Catherine Best retired In 2015 and has now generously donated the site to CanLII to use as its legal research guide going forward. Best says:
The world of legal research is dramatically different than it was in 1998. However, the site’s emphasis on research process and effective electronic research continues to fill a need. It will be fascinating to see what changes the next 15 years will bring.
The editorial board
- Melanie Bueckert is Legal Research Counsel with the Manitoba Court of Appeal in Winnipeg. She has written several legal textbooks, teaches Advanced Legal Research at the University of Manitoba’s Faculty of Law, and is also a contributor to Slaw.ca.
- Maryvon Côté is Acting Head at the Nahum Gelber Law Library at McGill University in Montreal. He is active on the Canadian Association of Law Libraries executive and writes on legal research topics.
- Yasmin Khan is the Head Librarian at the City of Toronto Law Library. She has just finished a Master’s of Science, Information and Knowledge Strategy from Columbia University.

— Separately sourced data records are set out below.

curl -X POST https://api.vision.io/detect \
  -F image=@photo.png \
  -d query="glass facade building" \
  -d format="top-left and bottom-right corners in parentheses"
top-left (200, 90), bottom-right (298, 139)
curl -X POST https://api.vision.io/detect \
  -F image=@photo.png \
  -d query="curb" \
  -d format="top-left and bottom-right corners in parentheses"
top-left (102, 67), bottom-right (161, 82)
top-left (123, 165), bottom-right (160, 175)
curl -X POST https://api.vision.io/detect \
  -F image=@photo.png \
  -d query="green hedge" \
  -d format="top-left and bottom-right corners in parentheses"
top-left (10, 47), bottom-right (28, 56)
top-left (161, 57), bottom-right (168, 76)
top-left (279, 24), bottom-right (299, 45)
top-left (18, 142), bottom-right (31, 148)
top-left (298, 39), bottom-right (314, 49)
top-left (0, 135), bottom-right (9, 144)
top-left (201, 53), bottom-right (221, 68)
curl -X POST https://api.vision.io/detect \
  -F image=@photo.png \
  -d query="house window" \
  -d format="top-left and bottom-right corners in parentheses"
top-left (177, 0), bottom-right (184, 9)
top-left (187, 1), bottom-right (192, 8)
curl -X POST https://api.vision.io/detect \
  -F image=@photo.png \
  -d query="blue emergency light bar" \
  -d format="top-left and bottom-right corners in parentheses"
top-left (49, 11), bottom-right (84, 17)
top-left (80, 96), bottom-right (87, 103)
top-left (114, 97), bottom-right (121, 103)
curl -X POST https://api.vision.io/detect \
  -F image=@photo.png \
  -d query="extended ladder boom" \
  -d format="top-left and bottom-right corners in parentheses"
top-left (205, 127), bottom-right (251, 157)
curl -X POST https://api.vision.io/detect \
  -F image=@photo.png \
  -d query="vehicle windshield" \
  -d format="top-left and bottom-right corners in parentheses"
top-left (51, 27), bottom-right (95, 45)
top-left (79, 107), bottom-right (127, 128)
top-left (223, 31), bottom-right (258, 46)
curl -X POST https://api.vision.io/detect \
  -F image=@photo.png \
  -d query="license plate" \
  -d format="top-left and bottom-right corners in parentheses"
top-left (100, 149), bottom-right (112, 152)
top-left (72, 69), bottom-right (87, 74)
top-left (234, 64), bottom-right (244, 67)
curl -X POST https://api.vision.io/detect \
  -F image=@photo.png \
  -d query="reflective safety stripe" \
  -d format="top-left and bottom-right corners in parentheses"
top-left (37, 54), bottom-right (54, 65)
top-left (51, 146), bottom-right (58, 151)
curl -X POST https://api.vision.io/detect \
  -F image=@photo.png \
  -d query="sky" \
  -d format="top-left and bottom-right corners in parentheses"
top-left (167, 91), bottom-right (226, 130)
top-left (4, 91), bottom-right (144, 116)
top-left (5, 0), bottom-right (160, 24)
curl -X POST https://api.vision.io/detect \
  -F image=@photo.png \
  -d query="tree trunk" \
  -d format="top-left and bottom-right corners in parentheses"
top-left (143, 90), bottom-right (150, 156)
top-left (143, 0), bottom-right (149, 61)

- Mandy Ostick is the Manager, Library Services at Bull Housser in Vancouver. She has had previous positions as the Law Librarian at Thompson Rivers University and Director of Library Operations at Courthouse Libraries BC.
- Jennifer Taylor is a Research Lawyer at Stewart McKelvey in Halifax. She is a regular contributor of case comments for Stewart McKelvey Publications, CanLII Connects, and the CBA’s National Magazine blog, and has published several articles in legal journals and newsletters. She also presents on topics related to legal research within the firm and in the local legal community.
Though the Guide currently focuses on federal and BC law, over the coming months the editorial board will be updating the site and expanding it, with an emphasis on adding more geographically diverse content. One of our own Osgoode students submitted the following unsolicited praise for the Guide:
You should receive the Nobel Prize for your contribution to legal education for your legal research website. It’s awesome in the true sense of the word. At first glance, I was hoping to purchase a hard copy, but as I spent more time on the site it became clear that this was next to impossible — now I fully understand what Marshall McLuhan meant when he said that the age of electronic media spells the end of book. How you put all that information together is beyond comprehension. It seems like a life’s work.
Many would agree. Ms Best’s work should be recognized and CanLII’s agreement to continue and host the Guide are laudable.